As many of you know, neither ODF 1.0 nor ODF 1.1 defines a spreadsheet formula language. They leave it implementation-defined. The specification makes only a few broad statements, such as a recommendation that formula attributes be qualified by namespace, that formulas begin with ‘=’ , that cell addresses be surrounded by ‘[‘ and ‘]’ and that formula parameters be delimited by ‘;’. So in theory, this is a mess. But in practice it has worked out quite well, since implementations have played “follow the leader” and have nearly converged on interoperable spreadsheet formulas. With ODF 1.2, we’ll standardize the consensus on spreadsheet formulas, giving even greater certainties.

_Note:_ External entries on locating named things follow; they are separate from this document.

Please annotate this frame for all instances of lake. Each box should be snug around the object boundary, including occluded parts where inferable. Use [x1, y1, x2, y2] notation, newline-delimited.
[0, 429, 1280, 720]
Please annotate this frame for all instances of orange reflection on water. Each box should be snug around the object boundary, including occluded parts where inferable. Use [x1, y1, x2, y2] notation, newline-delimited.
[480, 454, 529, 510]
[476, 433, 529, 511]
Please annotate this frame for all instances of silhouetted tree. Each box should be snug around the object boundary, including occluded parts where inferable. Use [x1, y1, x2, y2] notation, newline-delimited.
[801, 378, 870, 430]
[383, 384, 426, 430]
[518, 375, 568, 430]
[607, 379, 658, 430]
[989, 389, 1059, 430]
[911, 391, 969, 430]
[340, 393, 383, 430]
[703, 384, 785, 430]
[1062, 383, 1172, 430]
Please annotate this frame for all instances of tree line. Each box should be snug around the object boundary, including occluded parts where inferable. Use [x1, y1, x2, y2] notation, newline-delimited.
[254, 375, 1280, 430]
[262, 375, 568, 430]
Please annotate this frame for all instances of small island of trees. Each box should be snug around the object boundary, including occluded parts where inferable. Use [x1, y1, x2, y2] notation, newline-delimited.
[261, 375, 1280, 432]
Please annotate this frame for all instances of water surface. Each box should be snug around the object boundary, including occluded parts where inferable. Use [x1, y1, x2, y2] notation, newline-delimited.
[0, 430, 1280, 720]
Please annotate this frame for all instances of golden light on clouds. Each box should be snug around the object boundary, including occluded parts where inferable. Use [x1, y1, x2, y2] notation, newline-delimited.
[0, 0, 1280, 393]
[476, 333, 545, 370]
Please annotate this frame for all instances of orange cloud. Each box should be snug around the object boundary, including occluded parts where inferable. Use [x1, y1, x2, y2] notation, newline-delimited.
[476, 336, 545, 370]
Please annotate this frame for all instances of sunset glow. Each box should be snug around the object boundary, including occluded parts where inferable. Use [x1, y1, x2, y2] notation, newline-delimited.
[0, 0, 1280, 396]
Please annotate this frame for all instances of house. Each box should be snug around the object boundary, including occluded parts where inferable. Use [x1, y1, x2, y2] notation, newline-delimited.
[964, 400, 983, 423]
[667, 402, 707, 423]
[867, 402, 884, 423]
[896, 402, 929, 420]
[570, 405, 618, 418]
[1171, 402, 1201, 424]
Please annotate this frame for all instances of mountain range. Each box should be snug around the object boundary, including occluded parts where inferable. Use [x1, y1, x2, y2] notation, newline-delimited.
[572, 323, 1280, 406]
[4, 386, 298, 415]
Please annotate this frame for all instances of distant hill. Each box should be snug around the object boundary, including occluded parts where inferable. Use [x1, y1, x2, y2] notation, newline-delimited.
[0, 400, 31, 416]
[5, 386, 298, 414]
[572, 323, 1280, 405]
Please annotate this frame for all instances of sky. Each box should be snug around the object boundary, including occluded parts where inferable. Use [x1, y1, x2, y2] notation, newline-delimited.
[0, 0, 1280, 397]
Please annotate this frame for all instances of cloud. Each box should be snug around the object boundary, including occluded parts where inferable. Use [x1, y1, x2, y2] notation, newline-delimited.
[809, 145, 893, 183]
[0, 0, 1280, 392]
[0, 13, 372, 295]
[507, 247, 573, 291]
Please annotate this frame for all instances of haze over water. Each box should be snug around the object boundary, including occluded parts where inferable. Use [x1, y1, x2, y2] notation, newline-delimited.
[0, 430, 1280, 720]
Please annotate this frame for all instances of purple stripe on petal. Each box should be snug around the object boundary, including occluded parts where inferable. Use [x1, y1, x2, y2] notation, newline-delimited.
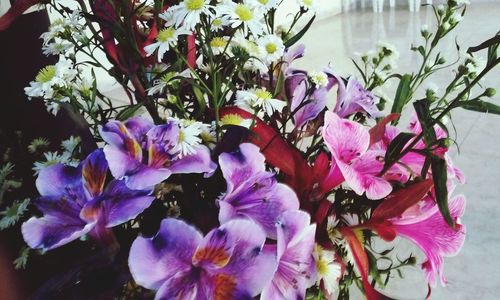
[21, 216, 95, 251]
[125, 165, 172, 190]
[219, 143, 265, 193]
[81, 180, 155, 227]
[103, 144, 141, 179]
[168, 146, 217, 174]
[36, 164, 81, 196]
[128, 219, 202, 294]
[81, 149, 108, 198]
[221, 219, 277, 297]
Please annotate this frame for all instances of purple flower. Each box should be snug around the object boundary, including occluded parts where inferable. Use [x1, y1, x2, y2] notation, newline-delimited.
[218, 143, 299, 239]
[129, 219, 276, 299]
[100, 118, 216, 189]
[285, 69, 337, 128]
[22, 149, 154, 250]
[333, 77, 382, 118]
[261, 210, 317, 299]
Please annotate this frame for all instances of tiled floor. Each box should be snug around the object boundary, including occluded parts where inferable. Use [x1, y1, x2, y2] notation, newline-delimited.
[298, 1, 500, 299]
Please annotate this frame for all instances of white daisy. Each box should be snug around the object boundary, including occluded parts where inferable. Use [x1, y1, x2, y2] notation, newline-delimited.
[219, 114, 252, 128]
[235, 88, 286, 116]
[297, 0, 316, 11]
[24, 58, 78, 99]
[210, 15, 229, 32]
[210, 36, 229, 55]
[169, 0, 214, 30]
[172, 119, 203, 157]
[42, 40, 73, 56]
[219, 1, 264, 36]
[144, 27, 191, 61]
[307, 71, 328, 89]
[313, 244, 342, 295]
[256, 34, 285, 65]
[248, 0, 278, 12]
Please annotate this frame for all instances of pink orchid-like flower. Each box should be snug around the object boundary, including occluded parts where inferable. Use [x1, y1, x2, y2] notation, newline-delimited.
[322, 111, 392, 200]
[389, 195, 465, 286]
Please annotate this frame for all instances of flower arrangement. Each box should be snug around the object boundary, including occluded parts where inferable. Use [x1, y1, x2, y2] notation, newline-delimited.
[0, 0, 500, 299]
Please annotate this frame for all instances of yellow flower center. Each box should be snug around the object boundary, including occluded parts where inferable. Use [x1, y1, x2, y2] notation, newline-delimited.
[255, 89, 273, 100]
[184, 0, 205, 10]
[156, 27, 179, 43]
[35, 66, 56, 83]
[266, 43, 278, 54]
[316, 259, 328, 276]
[220, 114, 247, 125]
[179, 130, 186, 143]
[210, 37, 227, 48]
[212, 19, 222, 27]
[235, 4, 253, 22]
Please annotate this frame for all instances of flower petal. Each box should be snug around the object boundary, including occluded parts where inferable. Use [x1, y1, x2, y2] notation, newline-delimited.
[82, 149, 108, 198]
[219, 143, 265, 191]
[81, 180, 155, 227]
[128, 218, 202, 290]
[168, 146, 217, 174]
[21, 215, 95, 251]
[36, 164, 81, 196]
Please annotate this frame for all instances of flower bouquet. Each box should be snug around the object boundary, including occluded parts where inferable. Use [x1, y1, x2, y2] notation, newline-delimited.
[0, 0, 500, 299]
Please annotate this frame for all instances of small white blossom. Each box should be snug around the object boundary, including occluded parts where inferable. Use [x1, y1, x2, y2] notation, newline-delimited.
[313, 244, 342, 295]
[144, 27, 191, 62]
[256, 34, 285, 65]
[218, 1, 264, 36]
[235, 88, 286, 116]
[168, 0, 214, 30]
[308, 71, 328, 89]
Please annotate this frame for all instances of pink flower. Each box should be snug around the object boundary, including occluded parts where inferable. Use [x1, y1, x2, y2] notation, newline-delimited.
[322, 111, 392, 200]
[389, 195, 465, 286]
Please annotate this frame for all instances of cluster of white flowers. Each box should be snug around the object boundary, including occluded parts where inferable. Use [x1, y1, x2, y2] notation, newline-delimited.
[235, 88, 286, 116]
[144, 0, 286, 73]
[40, 9, 84, 56]
[170, 118, 215, 157]
[24, 58, 78, 115]
[33, 136, 80, 175]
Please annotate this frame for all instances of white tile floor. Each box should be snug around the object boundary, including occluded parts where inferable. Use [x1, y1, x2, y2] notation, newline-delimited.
[298, 1, 500, 300]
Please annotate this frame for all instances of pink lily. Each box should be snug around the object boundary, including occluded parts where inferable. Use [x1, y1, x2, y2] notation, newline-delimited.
[322, 111, 392, 200]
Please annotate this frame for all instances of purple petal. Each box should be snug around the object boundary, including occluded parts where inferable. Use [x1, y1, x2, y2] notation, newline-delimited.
[391, 195, 465, 286]
[36, 164, 82, 196]
[103, 145, 141, 179]
[193, 228, 235, 269]
[168, 146, 217, 174]
[262, 210, 316, 299]
[124, 165, 172, 190]
[219, 172, 299, 238]
[293, 88, 328, 128]
[219, 143, 265, 192]
[21, 215, 95, 251]
[221, 219, 276, 297]
[82, 149, 108, 198]
[155, 271, 205, 300]
[334, 77, 382, 118]
[128, 219, 202, 290]
[81, 180, 155, 227]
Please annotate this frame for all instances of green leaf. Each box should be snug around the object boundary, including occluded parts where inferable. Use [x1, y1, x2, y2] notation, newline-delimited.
[431, 155, 455, 227]
[413, 99, 437, 146]
[116, 102, 143, 121]
[284, 15, 316, 48]
[14, 247, 30, 270]
[391, 74, 411, 125]
[460, 100, 500, 115]
[0, 199, 30, 230]
[384, 132, 415, 169]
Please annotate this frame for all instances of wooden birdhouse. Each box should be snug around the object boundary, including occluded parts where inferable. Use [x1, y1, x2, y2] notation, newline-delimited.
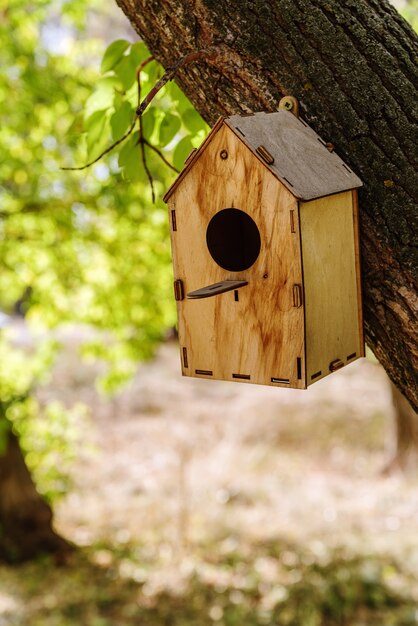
[164, 110, 364, 389]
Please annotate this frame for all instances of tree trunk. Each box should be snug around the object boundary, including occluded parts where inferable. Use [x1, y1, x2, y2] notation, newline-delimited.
[117, 0, 418, 408]
[0, 433, 72, 563]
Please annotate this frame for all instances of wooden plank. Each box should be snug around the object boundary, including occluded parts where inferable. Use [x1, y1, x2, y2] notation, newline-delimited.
[351, 189, 365, 356]
[169, 126, 305, 388]
[300, 191, 363, 385]
[163, 117, 224, 202]
[225, 111, 362, 200]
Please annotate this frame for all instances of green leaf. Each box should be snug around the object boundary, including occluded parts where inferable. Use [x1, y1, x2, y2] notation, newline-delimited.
[87, 111, 109, 160]
[101, 39, 130, 74]
[173, 135, 193, 170]
[110, 102, 134, 140]
[115, 56, 136, 91]
[118, 131, 145, 181]
[159, 113, 181, 146]
[129, 41, 149, 67]
[84, 77, 118, 119]
[142, 108, 156, 141]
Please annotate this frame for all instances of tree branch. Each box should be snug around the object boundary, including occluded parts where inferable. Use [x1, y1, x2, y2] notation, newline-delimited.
[60, 48, 213, 174]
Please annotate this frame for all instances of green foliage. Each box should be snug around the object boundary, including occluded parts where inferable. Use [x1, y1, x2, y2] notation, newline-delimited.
[0, 542, 417, 626]
[0, 335, 86, 501]
[0, 0, 204, 498]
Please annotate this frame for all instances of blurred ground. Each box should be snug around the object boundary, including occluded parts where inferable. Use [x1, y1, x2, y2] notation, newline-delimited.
[0, 330, 418, 626]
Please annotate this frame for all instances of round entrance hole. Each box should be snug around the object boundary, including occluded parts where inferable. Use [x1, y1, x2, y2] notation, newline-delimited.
[206, 209, 261, 272]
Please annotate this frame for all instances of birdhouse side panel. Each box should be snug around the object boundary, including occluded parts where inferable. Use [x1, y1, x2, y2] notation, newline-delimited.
[169, 126, 305, 388]
[300, 191, 364, 385]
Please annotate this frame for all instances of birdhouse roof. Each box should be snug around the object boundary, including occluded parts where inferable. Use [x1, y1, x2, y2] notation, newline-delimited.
[164, 111, 362, 201]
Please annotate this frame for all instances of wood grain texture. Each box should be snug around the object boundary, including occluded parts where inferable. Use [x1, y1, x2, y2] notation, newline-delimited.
[117, 0, 418, 409]
[351, 189, 366, 356]
[225, 111, 362, 200]
[169, 126, 305, 388]
[300, 191, 363, 385]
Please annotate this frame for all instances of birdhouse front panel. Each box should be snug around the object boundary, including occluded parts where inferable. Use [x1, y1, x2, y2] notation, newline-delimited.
[165, 111, 364, 389]
[169, 124, 305, 388]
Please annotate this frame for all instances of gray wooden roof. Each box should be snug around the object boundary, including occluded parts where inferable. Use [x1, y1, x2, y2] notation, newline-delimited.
[164, 111, 363, 202]
[224, 111, 363, 200]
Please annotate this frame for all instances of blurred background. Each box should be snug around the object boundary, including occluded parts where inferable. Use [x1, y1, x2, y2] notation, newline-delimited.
[0, 0, 418, 626]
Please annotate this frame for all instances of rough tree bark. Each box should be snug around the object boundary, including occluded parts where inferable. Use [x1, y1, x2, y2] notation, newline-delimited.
[117, 0, 418, 409]
[0, 433, 72, 563]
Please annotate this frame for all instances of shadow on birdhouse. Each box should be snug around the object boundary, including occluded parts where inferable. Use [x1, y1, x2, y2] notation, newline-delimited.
[165, 111, 364, 389]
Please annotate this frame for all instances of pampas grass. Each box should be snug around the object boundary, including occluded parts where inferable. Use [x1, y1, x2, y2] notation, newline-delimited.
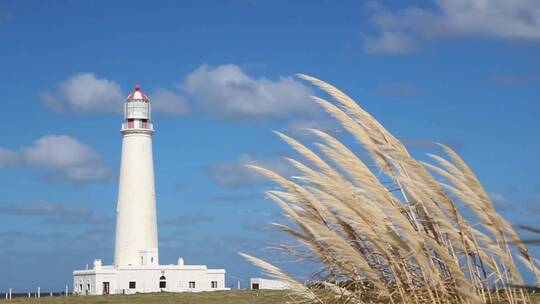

Let’s see how this works in practice. I created a simple spreadsheet document in several ODF-supporting applications, including Microsoft Office using the various plugins. Here is what I tested:
- Microsoft Office 2003 with the Microsoft-sponsored CleverAge Add-in version 2.5
- Google Spreadsheets
- KOffice’s KSpread 1.6.3
- Lotus Symphony 1.1
- OpenOffice 2.4
- Microsoft Office 2003 with Sun’s ODF Plugin
I used what I had installed on my two machines, Windows and Ubuntu. There may be updates to some of these applications that do even better.
I created the same basic spreadsheet from scratch in each editor and saved it as ODF format. I then looked at each document to see how formulas were being stored in the XML:
- CleverAge stores it in the OpenOffice namespace (xmns:oooc=”http://openoffice.org/2004/calc”)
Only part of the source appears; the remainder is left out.